Whenever forecasters and futurologista claim a certain degree of accuracy (like Faith Popcorn's well-publicized remark about her 95% hit-rate) I always wonder what they got wrong (claim-diggers for men?), but when I ask about their failures and how they adjusted their model in response (and I've asked most of the copy-testing services I've worked with), I always get a much less clear answer, or no answer at all. For me, making predictions about markets or market-place success is to account planning as real-estate get-rich quick schemes are to financial planners. They make such a huge over promise that the real hard work of data analysis and communication development appears either equally shoddy or a weak deliverable. It can be hard to compete with prophets.

And of course Web 2.0 has brought with it a new wave of entrepreneurial activity and a new wave of prognosticators making bold predictions about the year and years ahead.

Of course, the world has long been plagued by prophets, who lacked the data to support their claims. The literary critic Frank Kermode--in his foundational The Sense of an Ending went so far as to claim that being wrong was a constituent feature of most prophets. The failure of apocalyptic predictions to come true never harms prophet's status. On the contrary, they tend to re-energize the faithful, fueling another round of fuzzy math that puts the end of the world, slightly later. Something new to get excited about!

In the early 18th-century, Jonathon Swift got so annoyed with a cobbler/astrologer John Partridge's yearly almanacs (think early Popcorn report) that Swift published his own prediction that Partridge that would die from a "raging fever," and in a later pamphlet announced that his prediction had come to pass, writing a satiric eulogy to the quack.
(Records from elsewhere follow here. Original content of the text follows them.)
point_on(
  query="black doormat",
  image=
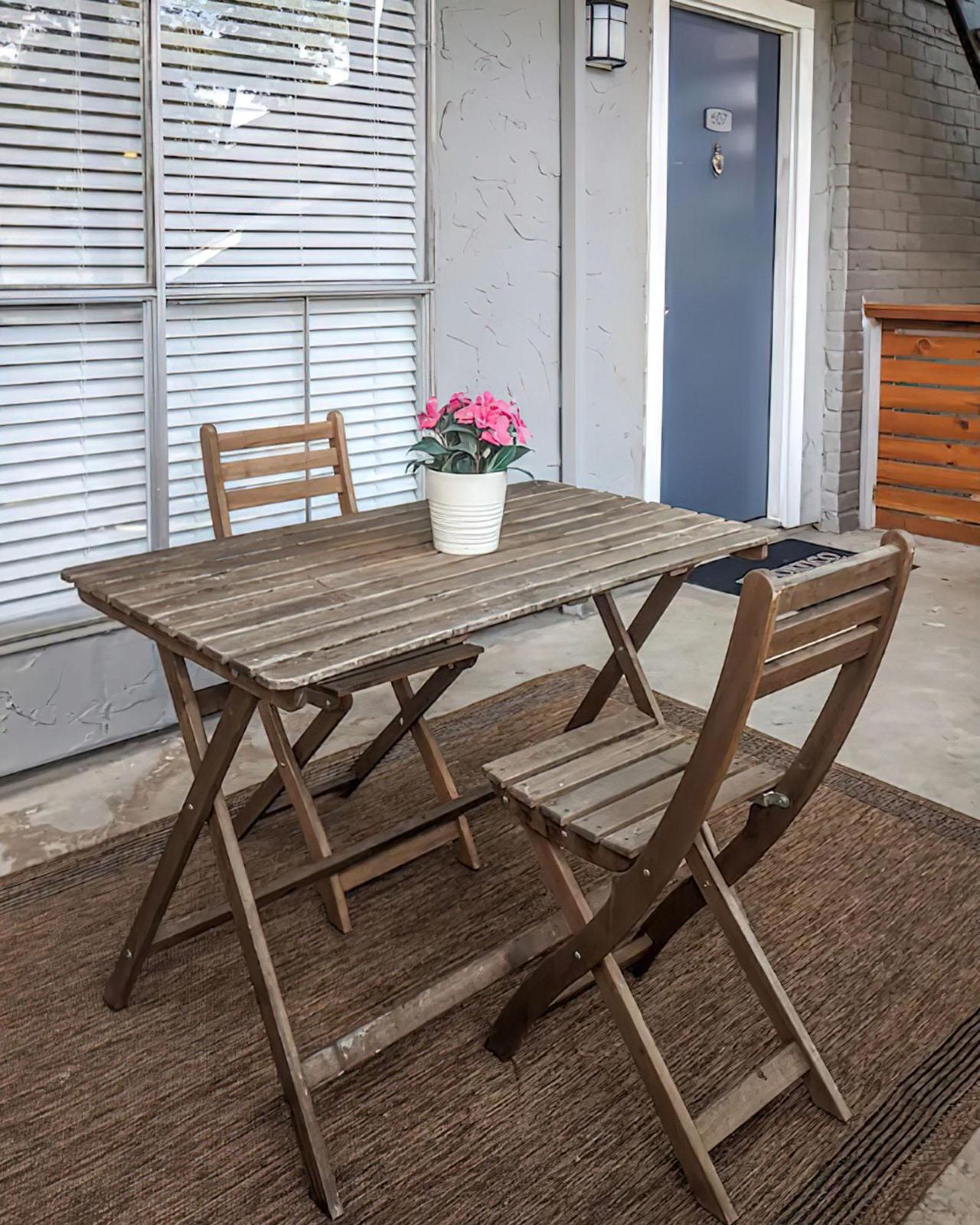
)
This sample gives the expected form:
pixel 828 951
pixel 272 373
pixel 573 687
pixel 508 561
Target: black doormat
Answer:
pixel 786 557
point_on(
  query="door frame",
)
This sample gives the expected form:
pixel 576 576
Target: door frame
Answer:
pixel 794 24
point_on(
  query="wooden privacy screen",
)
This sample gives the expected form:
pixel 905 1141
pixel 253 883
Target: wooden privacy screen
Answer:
pixel 929 420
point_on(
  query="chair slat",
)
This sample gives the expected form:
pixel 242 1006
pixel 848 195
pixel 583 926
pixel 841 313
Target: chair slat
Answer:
pixel 567 746
pixel 831 616
pixel 579 802
pixel 587 767
pixel 798 665
pixel 279 435
pixel 282 492
pixel 744 784
pixel 269 466
pixel 851 575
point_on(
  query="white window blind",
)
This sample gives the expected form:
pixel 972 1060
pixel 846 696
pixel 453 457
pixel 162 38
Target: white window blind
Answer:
pixel 71 149
pixel 73 446
pixel 236 365
pixel 242 365
pixel 364 364
pixel 289 159
pixel 291 141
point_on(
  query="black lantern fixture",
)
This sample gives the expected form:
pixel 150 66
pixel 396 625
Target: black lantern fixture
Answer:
pixel 606 34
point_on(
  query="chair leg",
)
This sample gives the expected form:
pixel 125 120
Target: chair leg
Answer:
pixel 331 891
pixel 671 1106
pixel 254 947
pixel 734 923
pixel 439 772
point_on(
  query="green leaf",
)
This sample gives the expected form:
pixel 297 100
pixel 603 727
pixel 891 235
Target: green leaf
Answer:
pixel 502 459
pixel 462 440
pixel 430 447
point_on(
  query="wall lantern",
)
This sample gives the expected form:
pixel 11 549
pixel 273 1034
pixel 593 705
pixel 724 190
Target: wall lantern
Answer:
pixel 606 34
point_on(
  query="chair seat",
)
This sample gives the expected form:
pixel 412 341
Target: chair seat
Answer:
pixel 602 790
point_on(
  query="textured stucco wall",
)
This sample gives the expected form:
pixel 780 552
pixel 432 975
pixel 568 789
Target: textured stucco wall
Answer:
pixel 498 167
pixel 73 696
pixel 616 144
pixel 910 230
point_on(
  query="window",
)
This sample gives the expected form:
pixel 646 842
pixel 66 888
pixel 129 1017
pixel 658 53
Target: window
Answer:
pixel 220 220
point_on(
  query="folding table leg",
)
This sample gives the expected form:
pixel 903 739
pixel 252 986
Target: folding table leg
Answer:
pixel 681 1131
pixel 316 733
pixel 210 769
pixel 396 729
pixel 255 951
pixel 439 772
pixel 626 643
pixel 291 772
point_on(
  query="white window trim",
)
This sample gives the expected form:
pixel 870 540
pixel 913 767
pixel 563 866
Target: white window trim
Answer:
pixel 794 24
pixel 156 296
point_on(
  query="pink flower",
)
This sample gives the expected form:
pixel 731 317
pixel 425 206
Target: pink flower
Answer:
pixel 498 428
pixel 430 416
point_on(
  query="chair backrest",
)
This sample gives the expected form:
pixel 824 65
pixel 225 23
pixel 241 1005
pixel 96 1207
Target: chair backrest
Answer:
pixel 787 631
pixel 292 449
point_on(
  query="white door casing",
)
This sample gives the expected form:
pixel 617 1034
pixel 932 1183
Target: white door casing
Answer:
pixel 794 24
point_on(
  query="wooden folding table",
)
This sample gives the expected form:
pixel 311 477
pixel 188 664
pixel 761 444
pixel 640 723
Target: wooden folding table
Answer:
pixel 302 616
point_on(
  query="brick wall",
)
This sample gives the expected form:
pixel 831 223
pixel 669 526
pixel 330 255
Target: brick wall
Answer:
pixel 906 198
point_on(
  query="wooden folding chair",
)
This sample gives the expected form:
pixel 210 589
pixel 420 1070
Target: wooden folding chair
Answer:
pixel 308 450
pixel 636 796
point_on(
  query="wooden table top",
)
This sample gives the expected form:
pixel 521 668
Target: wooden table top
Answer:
pixel 300 606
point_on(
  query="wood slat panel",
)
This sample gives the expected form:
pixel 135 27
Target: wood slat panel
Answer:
pixel 930 400
pixel 565 747
pixel 637 776
pixel 406 596
pixel 493 610
pixel 922 475
pixel 913 451
pixel 833 616
pixel 282 492
pixel 962 429
pixel 593 765
pixel 240 440
pixel 361 561
pixel 849 575
pixel 940 530
pixel 934 346
pixel 322 599
pixel 799 665
pixel 744 782
pixel 965 510
pixel 269 466
pixel 369 581
pixel 922 312
pixel 903 371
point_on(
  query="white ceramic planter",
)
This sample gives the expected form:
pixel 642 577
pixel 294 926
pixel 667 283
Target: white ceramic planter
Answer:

The hoax became hugely popular and plagued partridge throughout his life. When Partridge protested the claim, stating that he was not, in fact, dead, Swift rebutted him in print, saying: "There was sure no man alive ever to writ such damn stuff as this."

I can't think of greater authority than Swift on almost any subject. But if we wanted another take on why predictions are so hard, and so often miss the market , here's Proust in the final book of In Search of Lost Time on the long-anticipated but somehow still shocking departure of the narrator’s beloved Albertine:

In order to picture to itself an unknown situation the imagination borrows elements that are already familiar and, for that reason, cannot picture it. But the sensibility, even it most physical form, receives, like the wake of a thunderbolt, the original, and for long indelible imprint of this novel event. And I hardly dared say to myself that if I had foreseen this departure, I would perhaps have been incapable of picturing it to myself in all its horror….

Even when we foresee something, our imaginations are so limited by past experiences that we still can't believe it when it happens or we imagined such a totally different experience that are emotional preparations are utterly useless.

As I usually say in meetings: I'm not in the business of predicting the future, describing the present is hard enough.